With suicide, awareness is key
Former student survives attempts, shares her story
“Julia. I love you.” These would have been the final words of Valentina Stover, a former Stagg student, to her little cousin had she not been found by friends after attempting to overdose on sleeping pills. Nine percent of teenagers attempt suicide, according to the Child Trends website. Stover is now ready to spread her story in the hope that it has a possibility of helping those in need and going through the same experience. She visited the campus during Suicide Awareness Week. After a car accident that ended up killing her two best friends, Stover began to experience post traumatic stress disorder at the age of 13. She began to self harm at first, but throughout the next few years she began to consume alcohol, painkillers, and sleeping pills in order to cope.
She and her family at first didn’t consider depression as a real medical condition, thinking that she was just being too emotional. She began to think that something must be wrong with her for being so sad, yet Stover continued to feel as if there was no point in anything and carried a burdening sense of darkness even years after the incident because of her survivor’s guilt. She would hide her depression behind a facade of outgoing cheerfulness, effectively hiding her sadness from her peers and teachers.

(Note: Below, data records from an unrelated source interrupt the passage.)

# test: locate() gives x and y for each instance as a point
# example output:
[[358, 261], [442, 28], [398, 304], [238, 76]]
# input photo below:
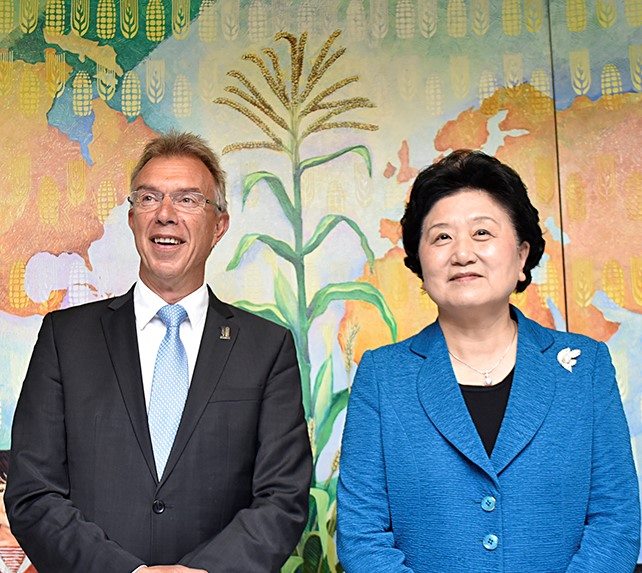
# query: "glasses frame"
[[132, 199]]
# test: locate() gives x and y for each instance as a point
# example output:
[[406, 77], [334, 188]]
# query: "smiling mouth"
[[167, 241]]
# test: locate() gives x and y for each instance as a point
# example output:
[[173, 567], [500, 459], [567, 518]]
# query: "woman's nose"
[[463, 252]]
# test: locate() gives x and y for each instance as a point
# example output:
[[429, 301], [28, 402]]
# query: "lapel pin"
[[568, 358]]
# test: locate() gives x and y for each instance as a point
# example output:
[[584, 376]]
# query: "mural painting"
[[325, 112]]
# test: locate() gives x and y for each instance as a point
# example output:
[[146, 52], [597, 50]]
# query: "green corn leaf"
[[285, 300], [277, 188], [352, 291], [322, 501], [312, 553], [267, 310], [324, 429], [329, 222], [292, 564], [360, 150], [322, 388], [281, 248]]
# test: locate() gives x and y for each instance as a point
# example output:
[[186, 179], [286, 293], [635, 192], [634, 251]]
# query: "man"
[[106, 474]]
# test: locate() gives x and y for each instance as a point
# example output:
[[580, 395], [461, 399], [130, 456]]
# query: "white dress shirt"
[[150, 330]]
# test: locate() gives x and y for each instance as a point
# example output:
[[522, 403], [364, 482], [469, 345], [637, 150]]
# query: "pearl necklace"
[[488, 381]]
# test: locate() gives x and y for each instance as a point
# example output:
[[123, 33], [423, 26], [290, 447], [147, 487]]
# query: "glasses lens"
[[187, 200]]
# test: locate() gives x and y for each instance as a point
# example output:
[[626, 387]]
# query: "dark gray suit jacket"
[[83, 494]]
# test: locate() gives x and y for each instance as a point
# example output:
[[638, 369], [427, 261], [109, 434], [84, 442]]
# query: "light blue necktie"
[[169, 386]]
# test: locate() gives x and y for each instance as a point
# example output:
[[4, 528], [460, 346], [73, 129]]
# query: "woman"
[[486, 442]]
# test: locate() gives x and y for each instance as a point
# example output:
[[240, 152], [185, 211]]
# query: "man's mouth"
[[166, 241]]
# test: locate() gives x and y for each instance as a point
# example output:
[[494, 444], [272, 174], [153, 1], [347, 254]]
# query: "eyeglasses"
[[184, 201]]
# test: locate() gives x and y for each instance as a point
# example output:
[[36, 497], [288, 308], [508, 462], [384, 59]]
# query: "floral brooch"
[[567, 358]]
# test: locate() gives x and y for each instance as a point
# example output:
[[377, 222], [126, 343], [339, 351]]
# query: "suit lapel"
[[119, 327], [219, 337], [442, 400], [531, 394]]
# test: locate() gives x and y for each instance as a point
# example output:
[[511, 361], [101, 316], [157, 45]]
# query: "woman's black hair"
[[4, 465], [467, 169]]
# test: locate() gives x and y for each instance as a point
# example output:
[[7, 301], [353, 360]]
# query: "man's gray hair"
[[177, 144]]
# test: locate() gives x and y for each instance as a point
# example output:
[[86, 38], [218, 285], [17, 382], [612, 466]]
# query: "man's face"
[[174, 245]]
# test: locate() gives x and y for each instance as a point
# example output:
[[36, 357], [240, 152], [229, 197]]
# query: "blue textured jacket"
[[418, 493]]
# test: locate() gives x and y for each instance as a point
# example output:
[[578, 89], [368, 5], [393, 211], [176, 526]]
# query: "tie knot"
[[172, 315]]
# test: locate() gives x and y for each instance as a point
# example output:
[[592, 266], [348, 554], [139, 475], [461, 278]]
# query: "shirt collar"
[[147, 304]]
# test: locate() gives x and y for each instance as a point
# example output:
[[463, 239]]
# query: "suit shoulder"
[[565, 337], [82, 311], [250, 320]]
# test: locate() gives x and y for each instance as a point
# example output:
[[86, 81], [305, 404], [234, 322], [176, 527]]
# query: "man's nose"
[[166, 212]]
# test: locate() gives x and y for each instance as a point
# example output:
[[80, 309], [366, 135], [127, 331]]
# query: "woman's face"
[[469, 252]]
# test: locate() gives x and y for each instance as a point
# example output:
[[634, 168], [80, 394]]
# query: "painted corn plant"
[[302, 100]]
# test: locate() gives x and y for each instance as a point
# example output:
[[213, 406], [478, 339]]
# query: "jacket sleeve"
[[52, 532], [261, 537], [611, 538], [364, 533]]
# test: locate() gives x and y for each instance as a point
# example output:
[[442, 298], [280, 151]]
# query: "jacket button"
[[488, 503], [490, 542], [158, 506]]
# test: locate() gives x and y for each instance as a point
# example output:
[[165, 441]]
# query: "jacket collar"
[[530, 397]]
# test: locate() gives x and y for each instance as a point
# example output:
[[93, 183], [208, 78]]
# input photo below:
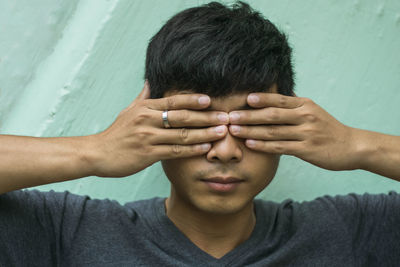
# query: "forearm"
[[32, 161], [379, 153]]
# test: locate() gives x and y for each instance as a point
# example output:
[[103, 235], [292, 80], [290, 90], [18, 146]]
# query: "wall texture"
[[69, 67]]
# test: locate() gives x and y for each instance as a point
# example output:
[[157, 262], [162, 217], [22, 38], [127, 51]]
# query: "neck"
[[216, 234]]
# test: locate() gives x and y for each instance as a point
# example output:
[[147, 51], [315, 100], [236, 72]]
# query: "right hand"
[[137, 138]]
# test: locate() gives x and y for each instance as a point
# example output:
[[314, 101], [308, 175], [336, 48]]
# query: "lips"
[[222, 184], [223, 180]]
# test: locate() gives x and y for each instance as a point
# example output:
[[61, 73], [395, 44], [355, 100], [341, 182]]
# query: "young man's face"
[[200, 182]]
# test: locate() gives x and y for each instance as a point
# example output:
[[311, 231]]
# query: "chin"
[[221, 205]]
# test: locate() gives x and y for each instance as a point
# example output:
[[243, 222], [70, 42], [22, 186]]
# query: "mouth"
[[222, 184]]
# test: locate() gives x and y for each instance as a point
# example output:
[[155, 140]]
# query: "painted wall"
[[68, 68]]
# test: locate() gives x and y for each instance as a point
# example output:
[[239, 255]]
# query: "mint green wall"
[[69, 67]]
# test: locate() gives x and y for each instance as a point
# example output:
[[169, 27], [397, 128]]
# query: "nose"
[[226, 150]]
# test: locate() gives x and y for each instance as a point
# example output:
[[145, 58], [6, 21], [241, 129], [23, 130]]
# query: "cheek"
[[176, 169], [263, 165]]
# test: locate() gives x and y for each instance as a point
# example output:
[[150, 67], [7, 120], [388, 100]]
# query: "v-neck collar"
[[185, 244]]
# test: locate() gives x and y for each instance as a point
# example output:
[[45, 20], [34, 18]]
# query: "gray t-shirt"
[[63, 229]]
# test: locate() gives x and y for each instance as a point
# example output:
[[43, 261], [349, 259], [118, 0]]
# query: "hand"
[[137, 138], [295, 126]]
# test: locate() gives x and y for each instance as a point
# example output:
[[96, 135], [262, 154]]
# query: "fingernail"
[[219, 129], [250, 143], [205, 147], [253, 98], [234, 116], [223, 117], [235, 129], [203, 100]]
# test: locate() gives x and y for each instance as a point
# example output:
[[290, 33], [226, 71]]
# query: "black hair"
[[219, 50]]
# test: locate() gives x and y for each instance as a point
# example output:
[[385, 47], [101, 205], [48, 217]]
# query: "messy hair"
[[219, 50]]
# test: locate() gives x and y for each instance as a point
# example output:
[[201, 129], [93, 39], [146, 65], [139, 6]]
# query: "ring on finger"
[[165, 119]]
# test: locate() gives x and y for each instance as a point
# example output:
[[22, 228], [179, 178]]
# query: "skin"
[[217, 222], [137, 139]]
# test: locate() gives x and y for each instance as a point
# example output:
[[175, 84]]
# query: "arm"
[[135, 140], [379, 153], [299, 127], [31, 161]]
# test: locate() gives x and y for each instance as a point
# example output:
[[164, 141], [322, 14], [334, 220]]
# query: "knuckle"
[[273, 114], [183, 116], [176, 149], [271, 131], [310, 117], [282, 101], [278, 148], [143, 135], [142, 117]]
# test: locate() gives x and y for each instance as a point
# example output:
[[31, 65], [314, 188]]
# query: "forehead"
[[229, 103], [225, 103]]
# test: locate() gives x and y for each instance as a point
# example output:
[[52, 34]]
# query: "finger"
[[185, 136], [180, 151], [275, 147], [261, 100], [183, 101], [264, 116], [267, 133], [190, 118], [145, 94]]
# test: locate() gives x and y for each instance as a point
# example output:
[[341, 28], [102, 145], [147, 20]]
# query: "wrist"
[[364, 148], [88, 154]]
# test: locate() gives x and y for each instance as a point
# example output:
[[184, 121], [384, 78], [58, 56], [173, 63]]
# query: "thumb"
[[145, 93]]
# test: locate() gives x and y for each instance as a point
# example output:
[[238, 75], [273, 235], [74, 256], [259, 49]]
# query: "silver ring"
[[165, 119]]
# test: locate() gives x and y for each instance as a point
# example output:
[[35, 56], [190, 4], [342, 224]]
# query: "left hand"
[[295, 126]]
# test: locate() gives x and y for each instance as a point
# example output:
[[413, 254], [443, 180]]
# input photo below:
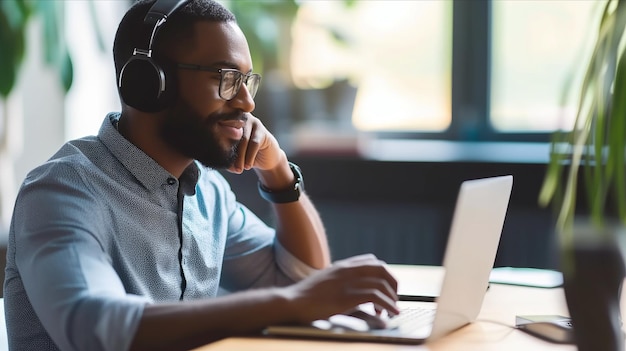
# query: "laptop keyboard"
[[411, 318]]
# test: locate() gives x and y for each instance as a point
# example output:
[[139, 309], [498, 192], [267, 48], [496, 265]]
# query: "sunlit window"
[[539, 49], [396, 53]]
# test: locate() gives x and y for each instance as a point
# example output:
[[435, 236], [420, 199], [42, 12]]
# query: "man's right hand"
[[343, 287]]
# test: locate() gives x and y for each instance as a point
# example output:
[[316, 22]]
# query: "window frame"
[[471, 78]]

“She seemed happy-go-lucky with no more problems than an average kid,” said Martin Bagnasco, English teacher who had Stover as a student. Despite how others her perceived her, Stover displayed many of the typical signs of depression, such as wanting to change her appearance or sleeping most of her days away. At the age of 19, in her last suicide attempt, she ingested seven sleeping pills, chased down with Captain Morgan. Although Stover had attempted suicide before, this last time she became tired and felt a sensation of numbness seep into her legs and slowly make its way up her body which scared her, unlike the other times in which she only felt sick to her stomach and would soon throw up. In that moment she realized that perhaps she didn’t actually want to die.
After being found by her friends she was taken to Dameron Hospital, where she stayed for 20 hours, then taken to a mental health facility for seven days. The staff would record everything little thing she did — when she cried — when she ate, which made her despise the facility. “When I got out my only thought process was that I’m never going back there,” she said. Not only is Stover leading a happier life, but she has gone on to accomplish and experience wonderful things, such as having seven of her books published and traveling around the world, all before the age of 24. Though she is better than before, Stover still struggles with depression and now uses more effective ways of coping, noting that self care is, above all else, most important to leading a happier life. Talking about things with others also helps her tremendously, as does writing, and she also seeks solace with her cousin on especially difficult days. “That was the difference. When I would feel like that I would isolate myself from everybody, and I’m learning to pull myself out of that.”